A review by heathicusmaximus
The Known World by Edward P. Jones

2.0

(Spoilers) Ugh. It's disconnected, scattered, and so time-switchy you'd think you were in a Doctor Strange movie. It probably won the Pulitzer prize because it dealt with slavery, but I've never seen so many plot holes. For example, twenty years down the road 'x' person would end up doing 'y'. It never goes into it, the author just leaves me hanging as if their story never mattered, it happens so many times. And suddenly at the end, a main character gets murdered by his relative without much of a follow up story or motive and that man's story was cut short with no closure. Was it because of different views of slavery? No one knows.

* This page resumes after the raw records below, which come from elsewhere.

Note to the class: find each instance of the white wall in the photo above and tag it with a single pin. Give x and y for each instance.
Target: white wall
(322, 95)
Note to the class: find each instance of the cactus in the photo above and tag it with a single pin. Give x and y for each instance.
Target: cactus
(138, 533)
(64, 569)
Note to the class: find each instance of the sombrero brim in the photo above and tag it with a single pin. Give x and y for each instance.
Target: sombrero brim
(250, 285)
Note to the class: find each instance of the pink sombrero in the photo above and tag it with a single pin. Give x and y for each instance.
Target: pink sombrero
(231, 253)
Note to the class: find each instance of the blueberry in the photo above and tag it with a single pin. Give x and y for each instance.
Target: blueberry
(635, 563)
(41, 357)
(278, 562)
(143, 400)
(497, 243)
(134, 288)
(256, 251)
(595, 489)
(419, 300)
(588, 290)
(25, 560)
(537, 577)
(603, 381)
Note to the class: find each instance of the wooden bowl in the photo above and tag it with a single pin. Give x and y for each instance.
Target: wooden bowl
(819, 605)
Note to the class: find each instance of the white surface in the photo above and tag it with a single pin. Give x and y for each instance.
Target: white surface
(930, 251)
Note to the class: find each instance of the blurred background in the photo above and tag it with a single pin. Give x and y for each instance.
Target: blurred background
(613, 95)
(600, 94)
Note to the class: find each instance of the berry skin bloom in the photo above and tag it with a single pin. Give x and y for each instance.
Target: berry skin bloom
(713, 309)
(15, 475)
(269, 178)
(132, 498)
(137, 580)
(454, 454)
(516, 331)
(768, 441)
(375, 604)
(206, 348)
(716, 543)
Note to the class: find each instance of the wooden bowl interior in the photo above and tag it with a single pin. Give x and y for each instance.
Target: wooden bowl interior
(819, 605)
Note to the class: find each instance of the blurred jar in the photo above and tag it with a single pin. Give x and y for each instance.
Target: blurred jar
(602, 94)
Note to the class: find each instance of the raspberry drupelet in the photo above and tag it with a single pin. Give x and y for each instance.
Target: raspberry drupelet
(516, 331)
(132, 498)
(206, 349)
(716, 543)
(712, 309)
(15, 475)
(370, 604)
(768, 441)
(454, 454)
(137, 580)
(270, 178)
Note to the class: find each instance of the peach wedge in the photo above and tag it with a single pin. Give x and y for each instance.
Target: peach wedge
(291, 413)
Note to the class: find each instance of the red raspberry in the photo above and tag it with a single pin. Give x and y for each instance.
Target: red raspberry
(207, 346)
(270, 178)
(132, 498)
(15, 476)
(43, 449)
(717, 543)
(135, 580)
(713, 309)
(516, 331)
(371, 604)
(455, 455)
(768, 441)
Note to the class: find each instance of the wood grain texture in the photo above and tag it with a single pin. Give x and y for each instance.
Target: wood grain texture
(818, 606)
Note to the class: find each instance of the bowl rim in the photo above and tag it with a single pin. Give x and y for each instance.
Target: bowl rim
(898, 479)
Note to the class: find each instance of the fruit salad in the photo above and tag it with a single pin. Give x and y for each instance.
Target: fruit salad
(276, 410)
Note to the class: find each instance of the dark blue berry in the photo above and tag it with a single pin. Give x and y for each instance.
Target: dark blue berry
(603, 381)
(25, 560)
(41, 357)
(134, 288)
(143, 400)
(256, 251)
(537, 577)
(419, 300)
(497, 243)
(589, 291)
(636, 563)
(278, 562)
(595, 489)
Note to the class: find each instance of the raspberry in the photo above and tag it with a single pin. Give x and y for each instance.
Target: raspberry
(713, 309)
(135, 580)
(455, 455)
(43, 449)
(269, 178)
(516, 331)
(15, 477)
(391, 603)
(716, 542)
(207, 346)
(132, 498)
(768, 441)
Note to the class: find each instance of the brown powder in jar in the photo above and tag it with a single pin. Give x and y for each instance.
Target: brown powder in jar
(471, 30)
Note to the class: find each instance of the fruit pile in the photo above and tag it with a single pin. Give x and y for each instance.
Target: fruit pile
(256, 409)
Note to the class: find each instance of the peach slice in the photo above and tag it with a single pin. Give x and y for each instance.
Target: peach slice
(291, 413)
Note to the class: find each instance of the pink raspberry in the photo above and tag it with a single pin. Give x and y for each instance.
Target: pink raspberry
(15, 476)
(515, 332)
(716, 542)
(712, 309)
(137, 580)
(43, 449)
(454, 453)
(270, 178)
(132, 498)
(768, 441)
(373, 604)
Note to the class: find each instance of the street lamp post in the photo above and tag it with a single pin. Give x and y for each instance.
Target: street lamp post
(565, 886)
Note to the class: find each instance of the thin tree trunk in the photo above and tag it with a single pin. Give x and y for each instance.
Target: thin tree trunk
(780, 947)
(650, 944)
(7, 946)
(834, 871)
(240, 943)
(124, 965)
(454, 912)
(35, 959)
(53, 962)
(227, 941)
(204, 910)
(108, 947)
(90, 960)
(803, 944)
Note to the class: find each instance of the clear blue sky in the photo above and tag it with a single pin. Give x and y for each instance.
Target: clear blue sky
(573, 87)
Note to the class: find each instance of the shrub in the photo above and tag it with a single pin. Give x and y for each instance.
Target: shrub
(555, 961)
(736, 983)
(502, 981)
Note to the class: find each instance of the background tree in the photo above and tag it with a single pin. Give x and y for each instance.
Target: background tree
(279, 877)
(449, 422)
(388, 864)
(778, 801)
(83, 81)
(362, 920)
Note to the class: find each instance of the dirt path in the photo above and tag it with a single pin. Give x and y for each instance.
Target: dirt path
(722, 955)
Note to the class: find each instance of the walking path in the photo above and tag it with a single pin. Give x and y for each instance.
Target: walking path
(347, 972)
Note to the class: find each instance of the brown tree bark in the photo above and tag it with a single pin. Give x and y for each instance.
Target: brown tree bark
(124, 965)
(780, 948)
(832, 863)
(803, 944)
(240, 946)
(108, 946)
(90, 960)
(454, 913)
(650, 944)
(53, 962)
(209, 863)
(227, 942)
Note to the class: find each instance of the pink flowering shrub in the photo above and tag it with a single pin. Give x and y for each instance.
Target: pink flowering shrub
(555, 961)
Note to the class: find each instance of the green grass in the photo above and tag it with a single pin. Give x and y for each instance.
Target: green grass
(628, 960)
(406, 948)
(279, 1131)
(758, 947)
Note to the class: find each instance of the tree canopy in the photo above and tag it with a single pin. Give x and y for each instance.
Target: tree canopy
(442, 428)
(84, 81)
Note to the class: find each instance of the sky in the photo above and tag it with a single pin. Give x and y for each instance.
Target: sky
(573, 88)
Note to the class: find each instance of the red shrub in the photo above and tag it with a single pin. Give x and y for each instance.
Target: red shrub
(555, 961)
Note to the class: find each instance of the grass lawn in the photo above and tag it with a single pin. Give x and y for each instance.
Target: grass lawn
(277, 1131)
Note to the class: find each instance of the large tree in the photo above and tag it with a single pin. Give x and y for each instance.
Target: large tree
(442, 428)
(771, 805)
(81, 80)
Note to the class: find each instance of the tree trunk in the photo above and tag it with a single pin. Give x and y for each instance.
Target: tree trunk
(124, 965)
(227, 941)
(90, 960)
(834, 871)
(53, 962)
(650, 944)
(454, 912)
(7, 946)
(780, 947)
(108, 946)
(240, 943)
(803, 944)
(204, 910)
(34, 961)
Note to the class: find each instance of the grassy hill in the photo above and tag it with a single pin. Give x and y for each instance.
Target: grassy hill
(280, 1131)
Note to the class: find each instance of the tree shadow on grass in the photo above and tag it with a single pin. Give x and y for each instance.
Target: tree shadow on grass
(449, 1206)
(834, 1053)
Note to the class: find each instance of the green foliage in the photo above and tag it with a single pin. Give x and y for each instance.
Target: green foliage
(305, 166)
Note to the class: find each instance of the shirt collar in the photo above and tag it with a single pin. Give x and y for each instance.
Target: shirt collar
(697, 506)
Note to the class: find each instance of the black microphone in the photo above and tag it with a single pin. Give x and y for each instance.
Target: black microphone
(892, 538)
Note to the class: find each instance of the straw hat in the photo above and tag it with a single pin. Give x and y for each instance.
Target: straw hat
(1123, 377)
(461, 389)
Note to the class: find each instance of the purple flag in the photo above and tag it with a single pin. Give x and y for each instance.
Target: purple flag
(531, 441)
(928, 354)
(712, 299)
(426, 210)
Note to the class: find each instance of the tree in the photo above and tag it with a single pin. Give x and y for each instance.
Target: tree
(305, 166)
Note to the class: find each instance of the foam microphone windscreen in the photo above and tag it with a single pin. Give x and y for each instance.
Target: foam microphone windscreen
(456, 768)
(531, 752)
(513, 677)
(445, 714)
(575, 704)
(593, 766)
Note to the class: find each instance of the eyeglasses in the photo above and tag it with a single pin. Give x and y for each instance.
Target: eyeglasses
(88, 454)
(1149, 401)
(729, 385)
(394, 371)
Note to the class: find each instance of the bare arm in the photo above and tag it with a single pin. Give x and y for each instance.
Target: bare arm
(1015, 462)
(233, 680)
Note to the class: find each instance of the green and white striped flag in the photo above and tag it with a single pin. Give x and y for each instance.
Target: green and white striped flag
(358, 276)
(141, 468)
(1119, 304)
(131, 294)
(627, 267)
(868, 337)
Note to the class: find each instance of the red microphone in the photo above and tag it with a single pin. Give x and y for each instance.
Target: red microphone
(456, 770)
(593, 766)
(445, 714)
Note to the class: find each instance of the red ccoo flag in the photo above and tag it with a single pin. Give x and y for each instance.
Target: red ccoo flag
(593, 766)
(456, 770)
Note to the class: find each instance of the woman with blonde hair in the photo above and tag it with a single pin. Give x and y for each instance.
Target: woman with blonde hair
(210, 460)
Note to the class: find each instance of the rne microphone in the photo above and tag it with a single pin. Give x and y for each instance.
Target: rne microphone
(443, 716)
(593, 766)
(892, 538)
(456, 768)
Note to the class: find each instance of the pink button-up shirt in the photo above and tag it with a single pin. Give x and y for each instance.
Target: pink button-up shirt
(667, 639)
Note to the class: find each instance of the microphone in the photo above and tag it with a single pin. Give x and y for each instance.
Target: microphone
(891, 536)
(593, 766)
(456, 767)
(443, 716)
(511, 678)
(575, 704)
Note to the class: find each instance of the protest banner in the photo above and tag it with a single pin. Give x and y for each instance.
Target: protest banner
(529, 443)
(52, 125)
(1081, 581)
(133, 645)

Where's the justice for this guy who was resold into slavery? Or the ones who were killed? Oh yeah, the speculators were caught by someone else in a different state, never gone into, just written out in a closer chapter. The white master is also written off after a while. He's one of the two most wealthy men in the county, and he just gives up? What? And does this slave that supposedly wasn't one ever get his money back? No one knows, that story seemed to just disappear. Some parts were like I was on a hallucinogenic high with the imagery that made no sense. This read hurt my brain.

One of the good things it has going for it is showing all the moral inconsistencies of slavery. In that, the confusion makes sense. That's powerful enough, so that gets its own star.